Create a `DbtSkeinOperator` in the Airflow `wmf_airflow_common` library
Open, Needs TriagePublic

Description

Create a new kind of Airflow operator class that inherits from the SimpleSkeinOperator and is specialized for running dbt models from the dbt-jobs repository via Airflow.

This class should:

  • Provide a sane, working default configuration of the SimpleSkeinOperator that facilitates configuring and running the dbt jobs in our cluster.
  • Provide a way of configuring the specific dbt model(s) for the operator to run.
  • Provide a way of configuring the GitLab repository with dbt models, dbt-jobs being the default.
  • Provide a way of configuring the Spark session-specific settings, e.g. spark.executor.cores and such.

Event Timeline

Suggestion: Instead a new DbtSkeinOperator inheriting from SimpleSkeinOperator, consider making a new DbtOperator that uses a new DbtSkeinHook (itself probably using SkeinHookBuilder?) to run the skein+dbt commands.

This is how our SparkSubmitOperator works. This allows the 'launcher' used to be varied by a parameter, making it easier to use in different environments, e.g. development, yarn, k8s, etc.

@Ottomata I'm looking into that, thanks for the suggestion!

@amastilovic apologies for late/drive by review, but I left some comments, especially around the use of hardcoded /tmp vs tempfile.

I see you ended up going with DbtSkeinOperator inheriting from SimpleSkeinOperator. I'm curious to learn why you chose that over a DbtOperator and using the SkeinHook and SkeinHookBuilder to implement this.

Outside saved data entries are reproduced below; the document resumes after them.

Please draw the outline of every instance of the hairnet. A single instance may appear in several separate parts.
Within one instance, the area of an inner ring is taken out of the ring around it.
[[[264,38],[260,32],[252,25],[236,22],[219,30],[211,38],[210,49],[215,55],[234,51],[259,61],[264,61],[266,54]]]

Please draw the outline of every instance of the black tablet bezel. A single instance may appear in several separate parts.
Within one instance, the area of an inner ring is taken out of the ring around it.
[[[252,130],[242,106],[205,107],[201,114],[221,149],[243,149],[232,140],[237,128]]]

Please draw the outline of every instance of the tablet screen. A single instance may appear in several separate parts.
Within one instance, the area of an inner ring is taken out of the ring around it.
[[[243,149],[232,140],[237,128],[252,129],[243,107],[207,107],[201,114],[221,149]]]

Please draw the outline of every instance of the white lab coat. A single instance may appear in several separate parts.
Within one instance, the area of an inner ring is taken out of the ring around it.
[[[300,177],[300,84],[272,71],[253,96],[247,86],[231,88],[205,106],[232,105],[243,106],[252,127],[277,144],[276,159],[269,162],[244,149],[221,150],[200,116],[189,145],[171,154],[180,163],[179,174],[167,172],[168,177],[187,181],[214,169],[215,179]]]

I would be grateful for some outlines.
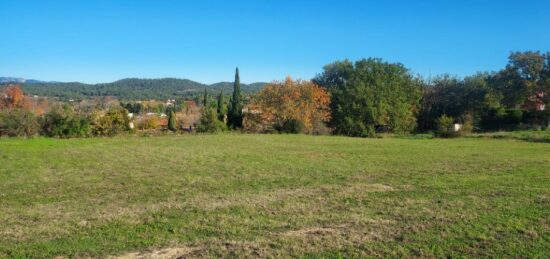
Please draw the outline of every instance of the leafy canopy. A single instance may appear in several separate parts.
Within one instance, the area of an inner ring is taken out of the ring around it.
[[[330,124],[336,134],[407,133],[416,126],[421,80],[402,64],[377,58],[337,61],[314,81],[331,93]]]

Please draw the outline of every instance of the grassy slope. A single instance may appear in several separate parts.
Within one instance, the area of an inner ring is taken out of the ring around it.
[[[543,256],[549,186],[514,140],[0,140],[0,257]]]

One of the comments I added to the MR is about the fact that users can use your new DbtSkeinOperator as if it was a SimpleSkeinOperator. I'm not sure if that is intentional.

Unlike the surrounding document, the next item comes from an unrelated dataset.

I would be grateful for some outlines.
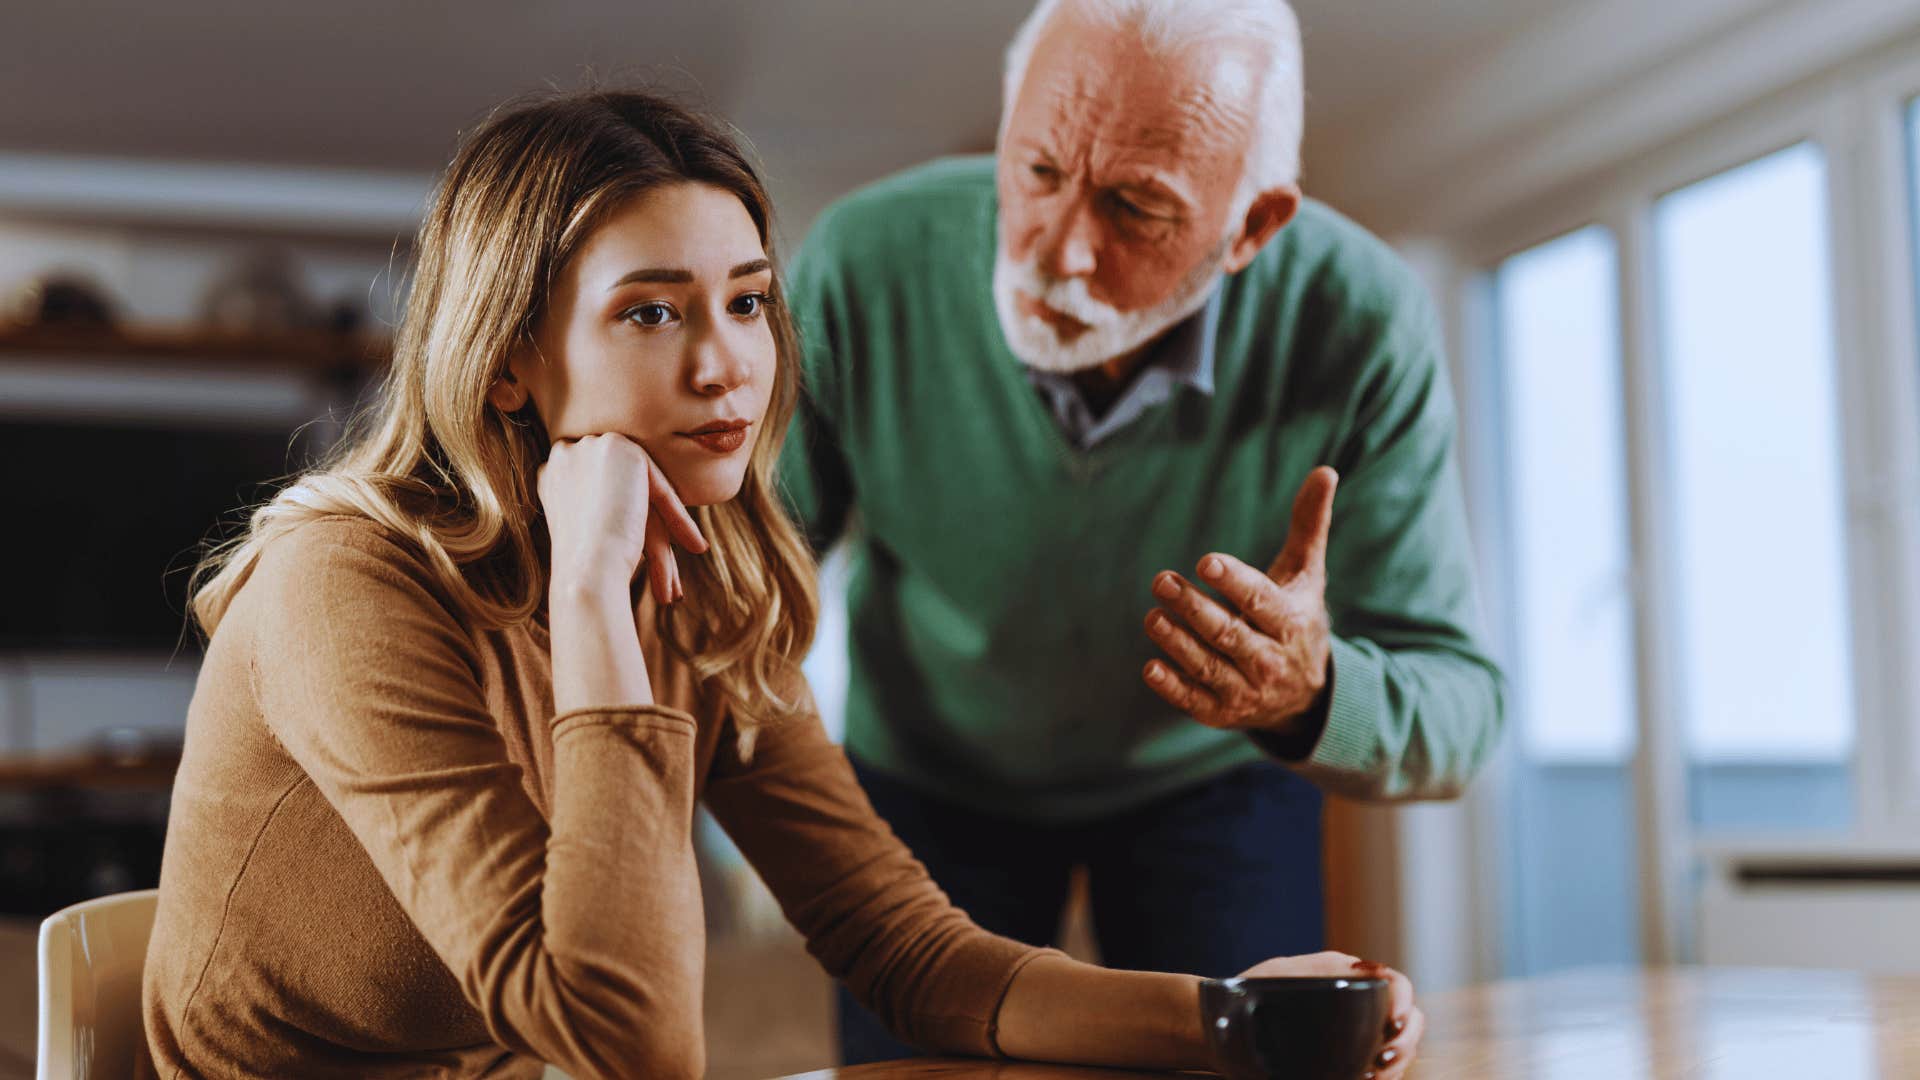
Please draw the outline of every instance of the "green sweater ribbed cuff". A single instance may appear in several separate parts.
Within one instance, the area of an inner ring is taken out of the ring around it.
[[[1344,638],[1335,637],[1333,700],[1320,742],[1301,767],[1311,771],[1371,773],[1380,756],[1380,710],[1385,673],[1380,658]]]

I see you ended up going with DbtSkeinOperator inheriting from SimpleSkeinOperator. I'm curious to learn why you chose that over a DbtOperator and using the SkeinHook and SkeinHookBuilder to implement this.

Mostly for the reasons of expediency - inheriting from SimpleSkeinOperator was a much quicker and well-tested route. Also, SimpleSkeinOperator itself is using SkeinHook and its builder. I might be missing something but from what I could see I would basically end up duplicating that same code in a DbtOperator.

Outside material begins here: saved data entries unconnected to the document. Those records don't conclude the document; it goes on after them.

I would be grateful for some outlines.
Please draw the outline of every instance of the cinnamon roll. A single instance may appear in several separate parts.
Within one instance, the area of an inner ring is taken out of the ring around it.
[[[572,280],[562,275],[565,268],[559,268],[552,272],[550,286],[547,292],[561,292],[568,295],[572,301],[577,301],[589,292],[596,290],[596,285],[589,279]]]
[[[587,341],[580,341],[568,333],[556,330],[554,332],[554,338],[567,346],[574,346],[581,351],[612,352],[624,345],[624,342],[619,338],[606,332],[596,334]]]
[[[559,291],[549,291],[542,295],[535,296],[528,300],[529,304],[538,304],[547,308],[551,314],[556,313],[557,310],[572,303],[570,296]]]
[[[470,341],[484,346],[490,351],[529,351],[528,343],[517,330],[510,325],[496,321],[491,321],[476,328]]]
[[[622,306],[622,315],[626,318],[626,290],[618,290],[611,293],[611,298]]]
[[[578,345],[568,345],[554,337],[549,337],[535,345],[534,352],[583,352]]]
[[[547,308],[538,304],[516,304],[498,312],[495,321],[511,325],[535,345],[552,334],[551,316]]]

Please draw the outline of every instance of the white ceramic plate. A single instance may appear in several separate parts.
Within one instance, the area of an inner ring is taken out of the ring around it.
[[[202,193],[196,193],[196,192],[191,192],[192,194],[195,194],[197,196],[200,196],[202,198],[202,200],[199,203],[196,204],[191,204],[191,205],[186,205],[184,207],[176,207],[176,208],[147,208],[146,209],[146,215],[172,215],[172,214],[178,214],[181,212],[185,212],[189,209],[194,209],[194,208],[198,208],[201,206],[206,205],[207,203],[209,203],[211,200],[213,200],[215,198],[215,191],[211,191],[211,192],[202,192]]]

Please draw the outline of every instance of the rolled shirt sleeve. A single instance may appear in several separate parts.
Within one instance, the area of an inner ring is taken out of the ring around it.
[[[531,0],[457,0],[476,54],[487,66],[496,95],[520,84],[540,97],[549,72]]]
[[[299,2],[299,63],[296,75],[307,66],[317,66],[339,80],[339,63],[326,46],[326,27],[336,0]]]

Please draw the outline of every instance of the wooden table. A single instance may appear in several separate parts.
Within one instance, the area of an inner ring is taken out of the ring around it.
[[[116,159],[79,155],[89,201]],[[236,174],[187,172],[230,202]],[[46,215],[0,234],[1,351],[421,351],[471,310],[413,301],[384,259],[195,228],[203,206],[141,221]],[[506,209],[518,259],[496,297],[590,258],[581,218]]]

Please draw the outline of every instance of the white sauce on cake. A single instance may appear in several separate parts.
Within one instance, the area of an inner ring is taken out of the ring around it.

Another reason is that this DbtSkeinOperator is actually a simple Skein/YARN application - it executes DBT commands in YARN using Skein.

Understood.

Its just unfortunate that when we move to launching dbt via k8s, we will have to build a new operator and edit dags that use DbtSkeinOperator. If we had done a DbtOperator with a launcher like param, this could be changed via params/config.

Also, SimpleSkeinOperator itself is using SkeinHook and its builder. I might be missing something but from what I could see I would basically end up duplicating that same code in a DbtOperator.

Indeed, you'd probably duplicate much of it, but only the relevant parts.